In any case, the polling makes clear that neither side can take these measures for granted. And they fucking matter. Putting collective bargaining rights into the Michigan state constitution would be a huge step forward for workers, especially in a state where Republican legislators have had real successes in their war on workers. In contrast, if Prop. 32 passes in California, it not only weakens the political power of workers through their unions, but slashes an important source of contributions for Democrats while leaving Republican corporate funding largely intact.
Make sure your friends in California know the stakes on these important ballot measures.
A fair day's wage
- I think the opening sentence of this story says it all:
A Texas company that profited for decades by supplying mentally disabled workers to an Iowa turkey plant at wages of 41 cents per hour must pay the men $1.37 million in back wages, a federal judge ruled late Tuesday.
- Flexibility means very different things at the top and the bottom.

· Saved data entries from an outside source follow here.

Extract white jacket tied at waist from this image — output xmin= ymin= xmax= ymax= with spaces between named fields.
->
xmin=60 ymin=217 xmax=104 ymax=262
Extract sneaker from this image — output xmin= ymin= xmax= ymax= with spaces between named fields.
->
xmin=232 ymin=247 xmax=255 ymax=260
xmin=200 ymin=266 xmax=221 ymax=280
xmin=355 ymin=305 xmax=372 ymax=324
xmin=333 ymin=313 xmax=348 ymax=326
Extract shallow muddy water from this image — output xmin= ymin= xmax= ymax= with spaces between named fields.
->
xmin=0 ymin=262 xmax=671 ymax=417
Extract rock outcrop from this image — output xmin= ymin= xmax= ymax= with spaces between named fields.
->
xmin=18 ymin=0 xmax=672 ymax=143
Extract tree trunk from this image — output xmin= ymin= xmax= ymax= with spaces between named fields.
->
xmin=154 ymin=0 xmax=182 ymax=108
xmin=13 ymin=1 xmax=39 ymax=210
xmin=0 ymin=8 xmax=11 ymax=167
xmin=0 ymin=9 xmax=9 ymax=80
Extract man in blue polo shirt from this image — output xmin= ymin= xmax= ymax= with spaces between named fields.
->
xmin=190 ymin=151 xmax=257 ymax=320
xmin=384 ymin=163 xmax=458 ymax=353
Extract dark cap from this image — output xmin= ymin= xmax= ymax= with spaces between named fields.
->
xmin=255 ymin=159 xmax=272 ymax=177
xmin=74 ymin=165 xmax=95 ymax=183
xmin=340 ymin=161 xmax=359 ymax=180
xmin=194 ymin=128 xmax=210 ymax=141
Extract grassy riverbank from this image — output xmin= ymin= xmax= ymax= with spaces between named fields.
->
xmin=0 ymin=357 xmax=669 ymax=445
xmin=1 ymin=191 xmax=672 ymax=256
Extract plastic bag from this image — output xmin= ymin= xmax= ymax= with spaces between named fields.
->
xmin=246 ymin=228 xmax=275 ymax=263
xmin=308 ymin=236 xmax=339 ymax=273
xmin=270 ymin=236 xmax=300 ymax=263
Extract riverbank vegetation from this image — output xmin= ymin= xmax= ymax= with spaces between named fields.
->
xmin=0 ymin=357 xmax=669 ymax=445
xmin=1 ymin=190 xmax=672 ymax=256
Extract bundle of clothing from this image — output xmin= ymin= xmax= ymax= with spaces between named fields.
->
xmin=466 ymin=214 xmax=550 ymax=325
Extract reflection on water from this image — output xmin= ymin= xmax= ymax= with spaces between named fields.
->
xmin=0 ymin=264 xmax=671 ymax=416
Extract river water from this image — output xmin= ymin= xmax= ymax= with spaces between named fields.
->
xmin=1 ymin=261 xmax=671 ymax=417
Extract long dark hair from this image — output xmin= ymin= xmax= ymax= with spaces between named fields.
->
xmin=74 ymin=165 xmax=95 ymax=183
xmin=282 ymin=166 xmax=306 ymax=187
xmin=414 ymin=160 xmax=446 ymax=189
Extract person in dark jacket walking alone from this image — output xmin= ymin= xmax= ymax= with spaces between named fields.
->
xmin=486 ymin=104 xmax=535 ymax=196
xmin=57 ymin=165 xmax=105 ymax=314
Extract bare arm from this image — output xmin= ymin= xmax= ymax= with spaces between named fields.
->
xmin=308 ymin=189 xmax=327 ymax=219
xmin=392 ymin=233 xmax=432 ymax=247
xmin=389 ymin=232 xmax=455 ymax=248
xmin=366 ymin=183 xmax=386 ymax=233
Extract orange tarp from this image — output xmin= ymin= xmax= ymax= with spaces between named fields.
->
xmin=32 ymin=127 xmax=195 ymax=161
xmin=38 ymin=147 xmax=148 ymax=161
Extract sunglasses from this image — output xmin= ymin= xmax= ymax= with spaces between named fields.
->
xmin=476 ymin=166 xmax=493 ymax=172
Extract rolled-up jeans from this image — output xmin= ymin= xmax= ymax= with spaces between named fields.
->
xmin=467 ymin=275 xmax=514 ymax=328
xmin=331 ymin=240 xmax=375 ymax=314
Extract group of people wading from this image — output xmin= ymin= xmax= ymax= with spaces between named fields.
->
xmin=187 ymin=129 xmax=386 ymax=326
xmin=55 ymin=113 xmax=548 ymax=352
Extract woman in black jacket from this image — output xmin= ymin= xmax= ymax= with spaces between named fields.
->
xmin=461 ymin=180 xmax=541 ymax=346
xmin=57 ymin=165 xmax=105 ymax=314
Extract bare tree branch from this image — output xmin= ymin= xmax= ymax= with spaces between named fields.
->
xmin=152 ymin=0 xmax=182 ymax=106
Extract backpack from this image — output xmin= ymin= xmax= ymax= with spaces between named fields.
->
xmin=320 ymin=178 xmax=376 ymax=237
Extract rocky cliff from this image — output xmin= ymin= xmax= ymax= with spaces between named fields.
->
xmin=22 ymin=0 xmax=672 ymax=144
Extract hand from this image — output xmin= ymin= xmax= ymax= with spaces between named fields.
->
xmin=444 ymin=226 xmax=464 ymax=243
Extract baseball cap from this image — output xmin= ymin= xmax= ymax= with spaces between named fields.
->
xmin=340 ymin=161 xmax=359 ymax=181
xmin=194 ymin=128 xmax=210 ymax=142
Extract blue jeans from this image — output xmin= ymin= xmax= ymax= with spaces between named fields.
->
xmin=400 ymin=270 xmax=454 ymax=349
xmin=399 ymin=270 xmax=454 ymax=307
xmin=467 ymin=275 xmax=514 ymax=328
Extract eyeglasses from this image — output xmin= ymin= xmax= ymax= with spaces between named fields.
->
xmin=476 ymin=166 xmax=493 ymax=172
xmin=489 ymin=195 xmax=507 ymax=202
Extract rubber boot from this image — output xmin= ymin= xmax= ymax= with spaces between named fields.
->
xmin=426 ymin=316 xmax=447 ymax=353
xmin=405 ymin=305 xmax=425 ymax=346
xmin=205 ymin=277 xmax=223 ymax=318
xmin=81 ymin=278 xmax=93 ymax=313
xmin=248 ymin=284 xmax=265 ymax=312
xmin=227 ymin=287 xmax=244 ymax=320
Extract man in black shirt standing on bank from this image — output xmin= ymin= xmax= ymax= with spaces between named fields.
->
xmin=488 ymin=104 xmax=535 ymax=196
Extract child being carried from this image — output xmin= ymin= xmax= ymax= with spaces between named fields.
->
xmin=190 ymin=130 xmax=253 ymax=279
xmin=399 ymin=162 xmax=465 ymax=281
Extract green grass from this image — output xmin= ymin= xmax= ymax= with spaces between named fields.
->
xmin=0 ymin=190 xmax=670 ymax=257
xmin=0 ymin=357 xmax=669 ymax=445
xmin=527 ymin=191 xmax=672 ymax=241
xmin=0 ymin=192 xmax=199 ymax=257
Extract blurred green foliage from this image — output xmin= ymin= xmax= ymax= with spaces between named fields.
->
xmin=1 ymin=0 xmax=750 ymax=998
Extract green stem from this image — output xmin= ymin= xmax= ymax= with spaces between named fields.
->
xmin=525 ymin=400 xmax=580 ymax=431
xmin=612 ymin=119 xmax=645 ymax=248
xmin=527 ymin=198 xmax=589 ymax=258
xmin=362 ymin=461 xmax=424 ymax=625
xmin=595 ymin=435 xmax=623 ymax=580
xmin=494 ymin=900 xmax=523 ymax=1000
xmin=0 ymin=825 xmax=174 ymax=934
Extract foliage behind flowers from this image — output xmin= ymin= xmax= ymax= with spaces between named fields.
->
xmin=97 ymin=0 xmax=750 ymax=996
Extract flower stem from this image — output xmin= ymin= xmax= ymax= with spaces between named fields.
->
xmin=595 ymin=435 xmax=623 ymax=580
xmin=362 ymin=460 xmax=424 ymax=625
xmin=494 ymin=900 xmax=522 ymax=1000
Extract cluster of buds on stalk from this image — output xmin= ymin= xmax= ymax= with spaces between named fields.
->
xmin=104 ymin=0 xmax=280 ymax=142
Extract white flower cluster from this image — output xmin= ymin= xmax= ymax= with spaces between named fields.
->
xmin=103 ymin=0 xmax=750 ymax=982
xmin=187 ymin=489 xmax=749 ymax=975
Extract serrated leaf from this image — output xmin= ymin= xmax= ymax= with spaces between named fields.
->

- Something's going around at American Airlines. No doubt coincidentally after a judge allowed the airline to throw out its contract with pilots as it goes through bankruptcy, pilots have been calling in sick in large numbers. Along with increased reports of problems from maintenance crews, that's forcing the cancellation of 300 flights this week. The union is advising pilots that if they do call in sick, they should be sure to have a doctor's note.
- How many beloved American brands have private equity firms completely trashed? Bakery, Confectionery, Tobacco Workers, and Grain Millers union members at Hostess have rejected the company's "last, best, and final" contract offer with a 92 percent vote. Union President Frank Hurt says:
“Our members have seen this company attempt to give millions of dollars in unseemly and unjustified bonuses to managers and supervisors in the midst of this bankruptcy. They have seen this company go through numerous CEO’s in the last seven years with not one of them having had any significant experience in the wholesale bread and cake baking business.It's not just Hostess. Mitt Romney's now-infamous secret video was filmed at a fundraiser held by private equity manager Marc Leder, who trashed Friendly's. Read more about him here.
“Our members reviewed the analysis of this company’s business plan provided by a highly-respected financial analyst retained by the company which showed that the plan has little or no chance of succeeding in saving the business but would provide the investors with a windfall.
“Our members know that this is a company that is controlled by Wall Street private equity and hedge fund firms, whose sole objective is to maximize their own returns, not rebuild a company for the long haul.”
- Oh, Walmart. You suck so much in so many ways. Gawker's Hamilton Nolan has a farewell letter from a now-former Walmart employee and oh boy:
If you're ever in our store when the late night bi-weekly cleaning of the meat department cases takes place you'll learn first hand what a rotting corpse probably smells like..it should be done more often but no one wants to do it and the managers don't really give a shit to enforce it...this filthy cesspole catch basin of liquid blood scum is lurking about six inches below that package of hamburger meat you're about to buy, Mr and Mrs. Customer. Bon Appetit!!
- Warehouse workers in Illinois have joined the workers in California striking against Walmart-contracted warehouses.
- Outsourcing in the fields is screwing farm workers the same ways it screws so many other workers: wage theft, lack of accountability, labor law abuses.
State and local legislation
- Once you get past the "Whoa! So many West Wing cast members reuniting for a web video" aspect of this, there's an important political point here. I'm not a big fan of judges being elected, but in many states they are. And it's important to vote for them, because they make some big decisions that affect people's lives. But where they're elected in non-partisan races, how do you know who's who? It takes research and remembering the names very clearly. But it's worth doing, for judges and other non-partisan elected offices. For instance, it was the Michigan Supreme Court that decided whether ballot measures to put collective bargaining rights in the state constitution and to repeal the Emergency Manager law would be allowed on the ballot. In Wisconsin, the state Supreme Court will once again decide the fate of Gov. Scott Walker's law taking collective bargaining rights from public employees.
- Orange County, Florida, judges ruled Monday that a paid sick leave initiative should get a vote. But the judges also gave the county long enough to respond that the deadline for getting the initiative on the ballot could have passed. And lo, the deadline passed and the question isn't on the ballot. Predictably, businesses are insisting their very survival and ability to create jobs hinges on being able to make workers come to work to sneeze all over customers and their food.
- A dispatch from the 47 percent:
A lot of the people who are with me in and on the borders of the 47 percent are here for similar reasons. They fall into enough tax deductions and credits at the moment that they end up with no obligations to the federal budget, or they’ve worked and paid taxes all their lives, and now they’re retired and collecting Social Security. My guess is that many people don’t even know that they’re in this camp, especially if they don’t do their own taxes and don’t bother to compare the deductions on their paychecks to their refund checks.
- You can earn the right to tell the AFL-CIO Super PAC where and how to spend its money.
- Talking to Ohio swing voters with Working America.